Ve dönüp, tahta bir sandalyede oturmuş elinde Zaman gazozu ağzı bir karış açık, kıpır kıpır film izleyen kendimi çektim.
Ne zaman fotoğrafa baksam kısa pantolonlu çocuk muzipçe gülümser bana.
Bir gün gezmeye giderken elimi birden çekip ”Nene ben artık büyüdüm elimi bırak” dediğimde çocuksu halime bakıp sokağın ortasında şen bir kahkaha atan, başörtülü ama yüreği ve kafası güneş kadar aydınlık nenemin bol kahkahalı fotoğrafını çektim.

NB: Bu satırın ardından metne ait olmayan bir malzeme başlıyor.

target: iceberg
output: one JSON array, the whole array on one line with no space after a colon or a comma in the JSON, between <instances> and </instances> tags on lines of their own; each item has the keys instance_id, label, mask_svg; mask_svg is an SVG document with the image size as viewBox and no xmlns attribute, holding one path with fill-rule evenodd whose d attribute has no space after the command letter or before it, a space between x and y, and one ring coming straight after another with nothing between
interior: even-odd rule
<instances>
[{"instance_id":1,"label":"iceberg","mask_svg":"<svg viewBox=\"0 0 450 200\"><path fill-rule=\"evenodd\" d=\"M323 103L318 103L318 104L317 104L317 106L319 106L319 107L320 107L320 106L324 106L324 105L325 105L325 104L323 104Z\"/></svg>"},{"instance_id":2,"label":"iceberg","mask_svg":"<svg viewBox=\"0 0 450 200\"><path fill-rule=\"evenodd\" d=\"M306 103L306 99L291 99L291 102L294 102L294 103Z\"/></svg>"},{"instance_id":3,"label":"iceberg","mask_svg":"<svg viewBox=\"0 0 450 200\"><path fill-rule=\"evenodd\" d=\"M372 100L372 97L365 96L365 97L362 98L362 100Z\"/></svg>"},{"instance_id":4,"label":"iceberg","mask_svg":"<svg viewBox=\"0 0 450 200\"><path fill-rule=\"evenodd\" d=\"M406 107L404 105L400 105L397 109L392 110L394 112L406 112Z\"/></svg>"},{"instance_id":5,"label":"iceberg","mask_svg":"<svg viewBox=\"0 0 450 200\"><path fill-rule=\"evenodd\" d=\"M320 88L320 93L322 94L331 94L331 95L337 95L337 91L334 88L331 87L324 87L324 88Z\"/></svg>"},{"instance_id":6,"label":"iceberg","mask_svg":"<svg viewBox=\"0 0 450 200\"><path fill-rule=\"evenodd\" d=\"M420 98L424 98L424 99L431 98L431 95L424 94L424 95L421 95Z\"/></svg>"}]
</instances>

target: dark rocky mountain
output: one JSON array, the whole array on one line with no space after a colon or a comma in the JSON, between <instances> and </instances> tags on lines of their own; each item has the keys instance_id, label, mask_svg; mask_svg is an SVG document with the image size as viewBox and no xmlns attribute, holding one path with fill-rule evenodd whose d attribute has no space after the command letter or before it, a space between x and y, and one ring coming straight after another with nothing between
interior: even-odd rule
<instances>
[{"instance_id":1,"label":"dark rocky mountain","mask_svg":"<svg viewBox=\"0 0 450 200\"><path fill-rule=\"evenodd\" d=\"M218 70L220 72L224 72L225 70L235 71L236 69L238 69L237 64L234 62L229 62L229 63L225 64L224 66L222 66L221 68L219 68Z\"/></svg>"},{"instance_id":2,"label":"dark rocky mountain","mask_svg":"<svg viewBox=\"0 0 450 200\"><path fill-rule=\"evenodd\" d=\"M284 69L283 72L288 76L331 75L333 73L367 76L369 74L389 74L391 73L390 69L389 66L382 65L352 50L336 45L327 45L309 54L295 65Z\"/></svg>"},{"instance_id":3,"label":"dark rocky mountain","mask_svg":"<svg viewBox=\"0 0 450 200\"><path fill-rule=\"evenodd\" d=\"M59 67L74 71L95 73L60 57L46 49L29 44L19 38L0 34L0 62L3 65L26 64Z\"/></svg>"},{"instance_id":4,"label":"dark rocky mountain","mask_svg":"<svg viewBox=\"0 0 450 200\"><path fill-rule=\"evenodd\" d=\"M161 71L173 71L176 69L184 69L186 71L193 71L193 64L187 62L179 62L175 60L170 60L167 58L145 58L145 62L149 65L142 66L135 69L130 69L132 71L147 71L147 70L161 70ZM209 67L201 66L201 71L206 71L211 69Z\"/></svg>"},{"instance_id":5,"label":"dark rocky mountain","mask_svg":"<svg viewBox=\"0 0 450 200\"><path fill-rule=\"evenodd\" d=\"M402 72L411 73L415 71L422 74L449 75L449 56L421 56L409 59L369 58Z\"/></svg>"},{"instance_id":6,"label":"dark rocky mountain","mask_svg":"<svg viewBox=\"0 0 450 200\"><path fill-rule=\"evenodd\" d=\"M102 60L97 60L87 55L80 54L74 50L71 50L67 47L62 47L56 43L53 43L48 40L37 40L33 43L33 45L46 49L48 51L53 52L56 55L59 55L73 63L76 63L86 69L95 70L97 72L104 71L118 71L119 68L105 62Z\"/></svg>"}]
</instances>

Bir sabah uyandığımda evimizin önünden geçen tankların ürkütücü, gri ve soğuk fotoğraflarını çektim.
Deniz ve arkadaşlarının da fotoğrafını çektim.
Bana burukça gülümseyen bu üç genç adamın fotoğrafı hep nemlidir.
Ne zaman elime alsam gözlerimden süzülen bir kaç damla yaş fotoğrafı ıslatır.
Sivas’ta acımasızca yakılan otuz yedi aydının, otuz yedi güzel insanın fotoğraflarını çektim.
Fotoğraflara her baktığımda içimde bir şeyler yanıp tutuşur.
Onların şiirleri, yazıları, müzikleri, dansları cayır cayır yanarken dışarıda sevinç naraları atanların da fotoğraflarını çektim.
Ama ağladığım ve ellerim titrediği için hepsi bulanık çıktı.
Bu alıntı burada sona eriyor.